Honda Gold Wing already with two radars
In addition to the forward looking radar for the Gold Wing, which we learned about in November from Honda’s patent filing, sketches of a similar backward pointing system have been published.
There is no consensus among the two manufacturers that have already officially introduced radar motorcycles on whether a motorcycle needs a rear radar sensor. Ducati Multistrada V4 is equipped with two sensors – front and rear: the front one is needed for adaptive cruise control, and the rear one for monitoring blind spots. In turn, BMW decided to equip its R 1250 RT 2021 with a front sensor only, and even then as an option. On its basis, adaptive cruise control is implemented, which allows the motorcycle to automatically maintain a certain pace and maintain a given distance to the vehicle in front without the need to somehow engage the throttle stick while the system is operating. But there is no tracking of blind spots, respectively, for RT.
Initially, Honda seemed to be joining the BMW camp by patenting the front radar design for the Gold Wing. However, the new images also illustrate the fact that work is underway on the rear radar.
Judging by the sketches, the sensor will only be installed on a full-weight Gold Wing Tour – with a passenger seat and a center case, which is not on the Gold Wing baggers.
The rear radar module mounts inside the center case, right under the lid lock. Like the Ducati Multistrada V4 and the KTM 1290 Super Adventure, which will feature the same system, rear radar monitors the flow behind the bike and warns of vehicles in the blind spots of the mirrors by displaying a prompt in the mirror or dashboard.
It is unclear at this point whether Honda is developing its own rear radar system or whether it uses the same Bosch modules as BMW, Ducati, KTM and Kawasaki, but in any case, Honda differs from its rivals in that it installs the rear radar hidden. The radar can work through the plastic of the body kit (or the wardrobe trunk, in fact), but vibrations, as well as edges or slopes in the radar’s field of view, can interfere with the signal, so BMW and Ducati decided to leave the sensors uncovered. Honda engineers chose to rigidly secure the radar sensor and plastic covering it, thereby minimizing vibration and protecting it from the environment.

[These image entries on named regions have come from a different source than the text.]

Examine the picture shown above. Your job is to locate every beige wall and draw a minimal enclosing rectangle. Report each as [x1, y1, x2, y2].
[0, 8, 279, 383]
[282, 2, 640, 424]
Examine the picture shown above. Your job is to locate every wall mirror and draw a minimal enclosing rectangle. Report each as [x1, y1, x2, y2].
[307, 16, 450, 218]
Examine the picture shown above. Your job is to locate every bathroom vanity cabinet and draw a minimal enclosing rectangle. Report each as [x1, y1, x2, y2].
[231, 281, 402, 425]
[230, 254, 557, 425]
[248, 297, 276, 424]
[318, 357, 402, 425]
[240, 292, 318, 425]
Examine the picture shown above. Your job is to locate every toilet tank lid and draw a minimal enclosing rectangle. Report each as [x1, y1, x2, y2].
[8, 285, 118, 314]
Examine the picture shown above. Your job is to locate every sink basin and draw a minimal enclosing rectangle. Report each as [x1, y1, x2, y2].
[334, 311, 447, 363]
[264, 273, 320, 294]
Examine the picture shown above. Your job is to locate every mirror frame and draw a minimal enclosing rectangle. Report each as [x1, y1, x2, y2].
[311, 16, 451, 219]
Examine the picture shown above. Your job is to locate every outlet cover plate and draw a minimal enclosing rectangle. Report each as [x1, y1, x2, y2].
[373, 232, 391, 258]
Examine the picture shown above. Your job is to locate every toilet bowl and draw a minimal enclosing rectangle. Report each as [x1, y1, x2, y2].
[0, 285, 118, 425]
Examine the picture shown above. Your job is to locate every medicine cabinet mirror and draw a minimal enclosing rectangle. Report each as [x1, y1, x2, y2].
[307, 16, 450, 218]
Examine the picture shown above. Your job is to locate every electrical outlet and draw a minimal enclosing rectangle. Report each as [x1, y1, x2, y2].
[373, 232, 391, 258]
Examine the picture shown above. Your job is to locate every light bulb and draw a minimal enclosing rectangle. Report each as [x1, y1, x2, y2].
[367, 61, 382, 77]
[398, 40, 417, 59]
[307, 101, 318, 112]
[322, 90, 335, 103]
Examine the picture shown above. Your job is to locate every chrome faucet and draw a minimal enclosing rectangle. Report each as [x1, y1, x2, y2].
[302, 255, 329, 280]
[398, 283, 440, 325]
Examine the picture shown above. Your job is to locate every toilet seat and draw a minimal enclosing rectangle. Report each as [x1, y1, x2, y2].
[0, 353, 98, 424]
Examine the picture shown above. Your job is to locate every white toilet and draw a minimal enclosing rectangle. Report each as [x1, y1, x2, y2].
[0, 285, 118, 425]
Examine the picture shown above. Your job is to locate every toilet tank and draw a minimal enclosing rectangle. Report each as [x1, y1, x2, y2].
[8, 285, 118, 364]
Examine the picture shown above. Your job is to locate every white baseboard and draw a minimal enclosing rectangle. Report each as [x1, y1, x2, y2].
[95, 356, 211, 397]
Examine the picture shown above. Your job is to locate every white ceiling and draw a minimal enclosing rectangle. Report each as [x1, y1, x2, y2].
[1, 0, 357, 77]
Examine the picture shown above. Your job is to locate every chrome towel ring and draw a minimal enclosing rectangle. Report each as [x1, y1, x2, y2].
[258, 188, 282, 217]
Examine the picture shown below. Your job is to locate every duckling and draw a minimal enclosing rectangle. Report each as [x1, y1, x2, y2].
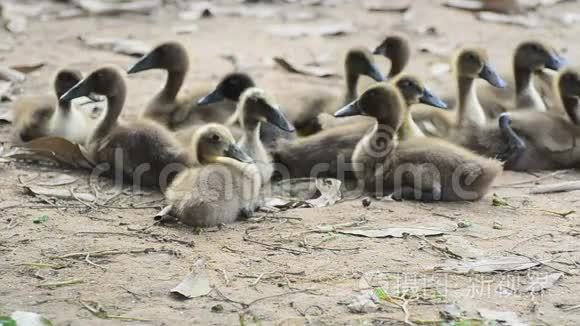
[196, 72, 296, 150]
[14, 69, 101, 144]
[273, 75, 446, 179]
[165, 123, 261, 226]
[415, 48, 507, 137]
[60, 66, 190, 190]
[458, 68, 580, 171]
[127, 42, 235, 130]
[200, 48, 384, 136]
[335, 84, 502, 201]
[373, 35, 411, 80]
[236, 87, 294, 184]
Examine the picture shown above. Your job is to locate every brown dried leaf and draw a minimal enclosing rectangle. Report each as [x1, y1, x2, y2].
[73, 0, 163, 15]
[363, 0, 411, 13]
[2, 137, 94, 169]
[80, 37, 151, 57]
[24, 186, 97, 203]
[272, 57, 338, 78]
[268, 22, 355, 38]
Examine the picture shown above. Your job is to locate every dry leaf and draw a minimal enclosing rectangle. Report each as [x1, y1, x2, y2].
[363, 0, 411, 13]
[476, 11, 542, 28]
[525, 273, 564, 293]
[10, 62, 46, 74]
[2, 137, 94, 169]
[273, 57, 338, 78]
[268, 22, 355, 38]
[73, 0, 163, 15]
[477, 308, 528, 326]
[0, 66, 26, 83]
[24, 186, 97, 203]
[337, 227, 447, 238]
[435, 256, 541, 274]
[171, 259, 211, 299]
[80, 37, 151, 57]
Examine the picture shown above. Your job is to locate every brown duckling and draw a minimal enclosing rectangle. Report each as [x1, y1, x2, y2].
[13, 69, 95, 144]
[273, 75, 446, 179]
[236, 87, 295, 184]
[128, 42, 235, 129]
[61, 66, 190, 190]
[457, 68, 580, 171]
[414, 48, 507, 137]
[373, 35, 411, 80]
[335, 84, 502, 201]
[165, 123, 261, 226]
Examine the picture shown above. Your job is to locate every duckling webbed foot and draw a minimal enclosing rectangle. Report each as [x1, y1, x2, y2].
[497, 113, 526, 162]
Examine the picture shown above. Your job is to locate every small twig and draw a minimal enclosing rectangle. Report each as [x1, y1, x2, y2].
[85, 252, 107, 271]
[38, 279, 84, 288]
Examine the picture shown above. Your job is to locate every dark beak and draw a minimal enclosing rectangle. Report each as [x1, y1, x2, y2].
[127, 52, 156, 74]
[262, 104, 296, 132]
[479, 63, 507, 88]
[334, 100, 363, 118]
[224, 144, 254, 163]
[367, 63, 386, 82]
[59, 79, 91, 103]
[197, 88, 226, 105]
[546, 54, 568, 71]
[419, 88, 447, 109]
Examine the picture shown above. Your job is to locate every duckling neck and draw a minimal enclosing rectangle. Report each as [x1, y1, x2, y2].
[514, 66, 547, 112]
[344, 72, 358, 103]
[91, 91, 126, 141]
[158, 69, 186, 103]
[397, 113, 425, 140]
[457, 77, 486, 126]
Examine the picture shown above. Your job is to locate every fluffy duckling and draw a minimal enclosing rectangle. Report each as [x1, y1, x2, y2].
[373, 35, 411, 80]
[458, 68, 580, 171]
[236, 87, 295, 184]
[273, 75, 446, 179]
[128, 42, 235, 129]
[335, 84, 502, 201]
[13, 69, 95, 144]
[166, 123, 261, 226]
[414, 48, 507, 137]
[61, 67, 190, 190]
[479, 41, 566, 112]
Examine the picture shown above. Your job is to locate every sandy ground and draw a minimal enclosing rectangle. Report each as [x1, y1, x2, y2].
[0, 0, 580, 325]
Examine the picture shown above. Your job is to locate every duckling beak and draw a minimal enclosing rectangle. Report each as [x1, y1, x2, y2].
[419, 88, 448, 109]
[127, 53, 157, 75]
[197, 88, 226, 105]
[262, 105, 296, 132]
[224, 144, 254, 163]
[546, 54, 568, 71]
[334, 100, 363, 118]
[479, 63, 507, 88]
[59, 79, 91, 103]
[367, 63, 386, 82]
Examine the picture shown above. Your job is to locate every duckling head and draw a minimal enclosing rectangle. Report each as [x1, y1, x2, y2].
[192, 123, 253, 164]
[239, 87, 296, 132]
[556, 68, 580, 125]
[373, 35, 411, 77]
[12, 99, 55, 142]
[344, 47, 385, 81]
[334, 83, 406, 131]
[60, 66, 126, 102]
[197, 72, 255, 105]
[54, 69, 83, 98]
[127, 42, 189, 74]
[393, 75, 447, 109]
[514, 41, 567, 71]
[455, 48, 507, 88]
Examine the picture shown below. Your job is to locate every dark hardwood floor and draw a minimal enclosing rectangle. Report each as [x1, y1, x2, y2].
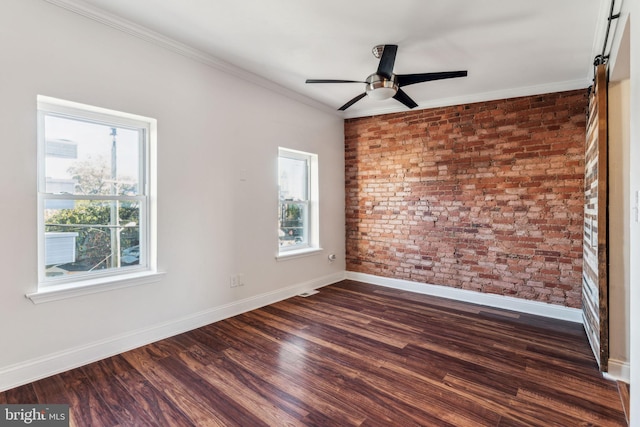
[0, 281, 626, 427]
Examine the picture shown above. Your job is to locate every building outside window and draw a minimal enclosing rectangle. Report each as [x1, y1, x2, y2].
[38, 97, 155, 288]
[278, 148, 318, 254]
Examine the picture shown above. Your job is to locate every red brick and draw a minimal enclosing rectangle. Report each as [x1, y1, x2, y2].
[345, 90, 587, 307]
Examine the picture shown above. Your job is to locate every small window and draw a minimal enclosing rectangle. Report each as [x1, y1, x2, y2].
[38, 97, 155, 287]
[278, 148, 318, 254]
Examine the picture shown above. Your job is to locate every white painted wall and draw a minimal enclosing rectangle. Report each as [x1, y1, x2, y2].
[622, 1, 640, 427]
[0, 0, 345, 390]
[607, 79, 631, 382]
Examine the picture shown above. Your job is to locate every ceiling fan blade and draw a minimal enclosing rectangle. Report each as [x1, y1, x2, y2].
[338, 92, 367, 111]
[305, 79, 366, 83]
[376, 44, 398, 80]
[393, 89, 418, 108]
[396, 71, 467, 86]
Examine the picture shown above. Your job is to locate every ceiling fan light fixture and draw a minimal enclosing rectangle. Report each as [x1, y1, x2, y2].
[365, 74, 398, 101]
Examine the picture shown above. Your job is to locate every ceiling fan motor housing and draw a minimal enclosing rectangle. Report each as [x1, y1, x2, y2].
[365, 74, 398, 100]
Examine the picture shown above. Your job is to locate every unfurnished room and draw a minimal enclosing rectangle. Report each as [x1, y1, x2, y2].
[0, 0, 640, 427]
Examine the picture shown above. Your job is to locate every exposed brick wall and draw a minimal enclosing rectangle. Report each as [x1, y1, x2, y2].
[345, 90, 587, 307]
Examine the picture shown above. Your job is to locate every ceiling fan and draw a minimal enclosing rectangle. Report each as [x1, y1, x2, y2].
[306, 44, 467, 111]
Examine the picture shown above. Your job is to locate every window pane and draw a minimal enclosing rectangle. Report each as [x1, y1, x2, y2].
[44, 199, 140, 277]
[278, 201, 308, 249]
[278, 157, 309, 200]
[44, 115, 143, 196]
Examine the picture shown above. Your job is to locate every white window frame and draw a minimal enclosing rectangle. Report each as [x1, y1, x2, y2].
[276, 147, 322, 260]
[27, 95, 162, 303]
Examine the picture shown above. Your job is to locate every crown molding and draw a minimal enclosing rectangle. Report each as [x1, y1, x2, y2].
[44, 0, 340, 116]
[344, 78, 590, 119]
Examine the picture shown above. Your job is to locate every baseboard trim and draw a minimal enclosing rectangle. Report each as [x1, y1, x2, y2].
[0, 272, 345, 391]
[345, 271, 582, 323]
[603, 359, 631, 384]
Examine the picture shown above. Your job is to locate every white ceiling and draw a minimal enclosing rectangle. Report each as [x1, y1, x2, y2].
[47, 0, 609, 117]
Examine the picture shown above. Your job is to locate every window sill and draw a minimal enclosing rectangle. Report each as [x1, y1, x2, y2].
[25, 271, 165, 304]
[276, 248, 323, 261]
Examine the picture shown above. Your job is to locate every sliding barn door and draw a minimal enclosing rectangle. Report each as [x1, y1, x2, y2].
[582, 65, 609, 372]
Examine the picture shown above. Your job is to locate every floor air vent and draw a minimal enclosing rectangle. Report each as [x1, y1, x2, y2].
[298, 289, 318, 298]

Honda hasn’t made any announcements about its radar plans at this time, but the company won’t be long in coming with the system on the Gold Wing. This model has always been the company’s technological pinnacle, and Honda is unlikely to be pleased that the competition has a new safety system that the Gold Wing lacks.
In addition, it is not yet known whether the current generation Gold Wing will need upgrades to meet Euro 5. Honda has not yet unveiled the 2021 Gold Wing, and while it is possible that the 1833cc six-cylinder in its current version will successfully pass emissions tests, it is officially this has not been confirmed. This means that some interesting improvements may still appear in the 2021 model.